Mexican-Style Hot Dogs with Street Corn Salsa

Our version combines our love of Mexican-style hot dogs with our love for another customary dish among street vendors: Elote, roasted ears of feed corn slathered with mayonnaise, chili powder, and cotija cheese. Use fresh sweet corn, if you can; just boil it up and cut it off the cob, before tossing with mayonnaise, butter, chipotle chili powder, and cotija or crumbled feta cheese. Frozen corn also works in a pinch.

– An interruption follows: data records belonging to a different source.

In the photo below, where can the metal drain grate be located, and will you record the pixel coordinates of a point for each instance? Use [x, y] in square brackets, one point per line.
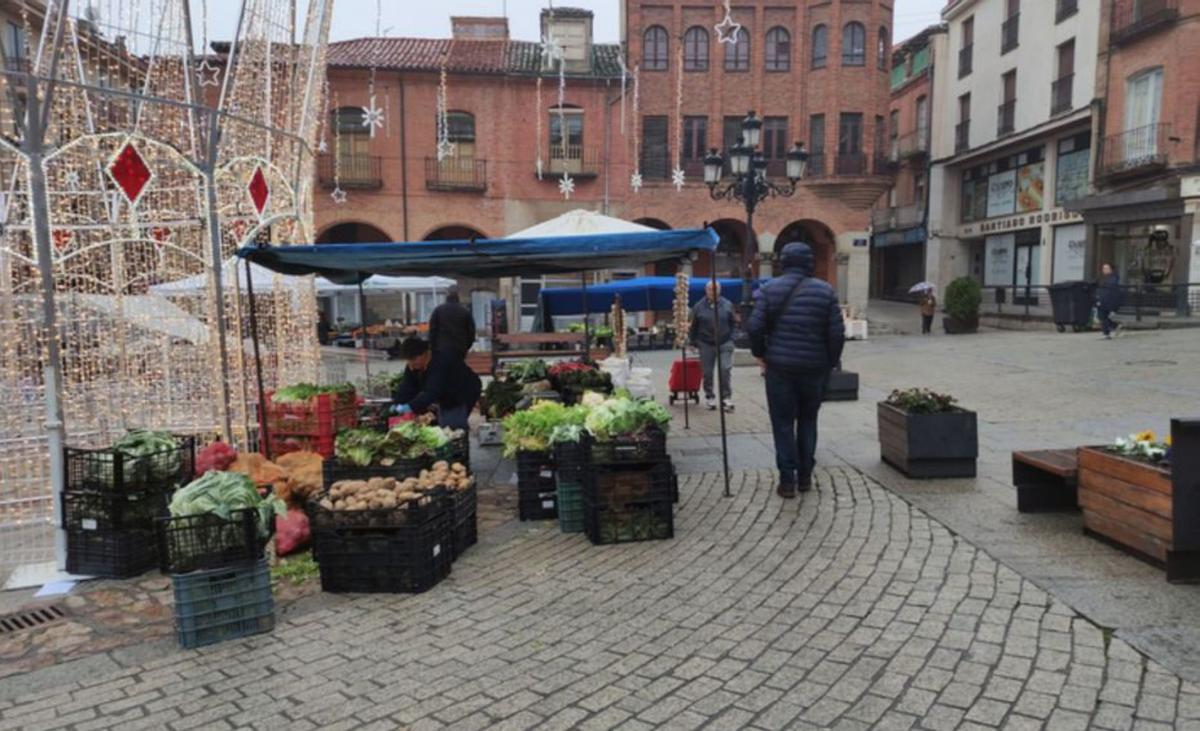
[30, 619]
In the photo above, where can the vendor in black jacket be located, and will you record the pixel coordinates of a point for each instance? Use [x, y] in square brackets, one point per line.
[437, 378]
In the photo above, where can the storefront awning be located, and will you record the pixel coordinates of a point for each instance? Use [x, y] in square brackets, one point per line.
[898, 238]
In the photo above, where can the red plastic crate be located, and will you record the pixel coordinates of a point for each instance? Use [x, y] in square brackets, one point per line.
[324, 414]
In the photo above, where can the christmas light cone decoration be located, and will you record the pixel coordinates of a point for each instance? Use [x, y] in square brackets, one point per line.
[160, 159]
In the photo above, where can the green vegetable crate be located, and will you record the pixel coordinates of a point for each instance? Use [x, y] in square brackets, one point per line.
[223, 604]
[627, 504]
[537, 492]
[570, 467]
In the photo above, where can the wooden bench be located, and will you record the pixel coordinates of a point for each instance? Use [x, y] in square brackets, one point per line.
[1045, 479]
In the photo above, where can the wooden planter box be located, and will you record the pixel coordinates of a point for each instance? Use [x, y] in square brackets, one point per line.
[929, 445]
[1133, 504]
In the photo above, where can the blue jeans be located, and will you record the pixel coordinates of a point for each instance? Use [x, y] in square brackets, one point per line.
[793, 400]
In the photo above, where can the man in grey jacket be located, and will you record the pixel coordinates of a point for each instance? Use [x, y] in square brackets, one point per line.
[715, 342]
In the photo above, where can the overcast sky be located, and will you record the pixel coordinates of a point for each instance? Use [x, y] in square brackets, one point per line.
[431, 18]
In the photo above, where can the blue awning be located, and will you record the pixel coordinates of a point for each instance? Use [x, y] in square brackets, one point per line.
[348, 263]
[651, 293]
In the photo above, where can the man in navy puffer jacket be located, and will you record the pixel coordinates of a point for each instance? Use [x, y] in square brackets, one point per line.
[797, 333]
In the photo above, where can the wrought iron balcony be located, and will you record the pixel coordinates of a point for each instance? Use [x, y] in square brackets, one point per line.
[1009, 34]
[1006, 118]
[1135, 151]
[1134, 18]
[1061, 93]
[456, 174]
[363, 172]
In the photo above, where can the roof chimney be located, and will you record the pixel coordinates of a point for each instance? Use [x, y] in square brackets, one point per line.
[479, 29]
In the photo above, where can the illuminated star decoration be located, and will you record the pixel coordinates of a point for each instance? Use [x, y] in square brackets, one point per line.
[208, 73]
[372, 117]
[727, 29]
[567, 186]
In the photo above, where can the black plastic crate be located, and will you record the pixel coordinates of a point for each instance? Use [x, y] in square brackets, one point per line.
[537, 491]
[335, 472]
[108, 469]
[463, 508]
[223, 604]
[111, 553]
[196, 543]
[406, 559]
[627, 505]
[107, 510]
[628, 450]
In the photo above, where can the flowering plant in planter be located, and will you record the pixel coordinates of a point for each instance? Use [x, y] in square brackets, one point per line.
[922, 401]
[1144, 447]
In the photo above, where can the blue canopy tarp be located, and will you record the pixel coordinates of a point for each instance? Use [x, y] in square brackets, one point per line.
[649, 293]
[348, 263]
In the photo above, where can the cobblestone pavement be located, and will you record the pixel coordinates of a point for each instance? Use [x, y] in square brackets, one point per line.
[847, 609]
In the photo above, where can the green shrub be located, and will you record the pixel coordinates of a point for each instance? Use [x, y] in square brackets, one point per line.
[963, 299]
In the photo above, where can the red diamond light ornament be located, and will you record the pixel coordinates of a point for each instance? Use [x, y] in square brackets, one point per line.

You can cook your bacon-wrapped hot dogs any way you’d like, although in a skillet, you often end up with bacon that’s not uniformly cooked, and spends the entire cooking time trying to unravel itself from your hot dog. I think it’s much easier to pierce the hot dog with a fork a few times, wrap it in bacon, and cook it on a baking rack set atop a baking sheet (so the heat flows evenly all around the outside) in a 400 degree oven for 20 minutes.

Mexican-Style Hot Dogs with Street Corn Salsa

Bacon-Wrapped Mexican Hot Dogs with Street Corn Salsa

Our Sonoran-style hot dogs are loaded to the hilt with all of the things that make life worth living: Bacon, mayonnaise, avocado, and a Mexican street corn salsa that adds a burst of sweetness.

Course: Dinner, Lunch
Servings: 4
Author: Malcolm Bedell
Ingredients
For the Avocado Crema:
  • 1 avocado, pitted and peeled
  • 3/4 cup sour cream
  • 1 lime, juiced
  • 1 pinch salt
For the Street Corn Salsa:
  • 4 ears sweet corn
  • 1 tsp mayonnaise
  • 1 tbsp butter
  • 1/4 cup crumbled cotija or feta cheese
  • Ground chipotle pepper, to taste
For the Hot Dogs:
  • 4 hot dogs
  • 4 strips bacon
  • 4 hot dog buns
  • 1 14oz can refried beans
  • 1 jalapeno, sliced
  • 1 tomato, chopped
  • 1 bunch cilantro, stemmed and chopped
  • Hot sauce, (Optional)
Instructions
For the Avocado Crema:
  1. Combine all ingredients in a blender or food processor, and blend until completely smooth. Thin with water or milk as needed, and transfer to a squeeze bottle.

For the Street Corn Salsa:
  1. Cook corn by boiling in water until kernels become tender. Transfer to a cutting board, and carefully cut kernels from cobs. Transfer cut corn kernels to a bowl. Add mayonnaise, butter, ground chipotle to taste, and cotija (or feta). Toss and set aside.

For the Hot Dogs:
  1. Preheat oven to 400 degrees. Pierce each hot dog several times with a fork, then wrap each hot dog with a slice of bacon. Arrange on a baking rack, set on top of a baking sheet. Bake uncovered, until bacon is cooked through, approximately 20-24 minutes.

  2. Add refried beans to a saucepan over medium heat. Add water and stir, until beans are heated through and a spreadable consistency.

  3. To assemble hot dogs: Spread the inside of each bun with the refried bean mixture. Add a hot dog, then top with Street Corn Salsa, chopped tomato, sliced jalapeño, Avocado Crema, cilantro, and additional hot sauce, if desired.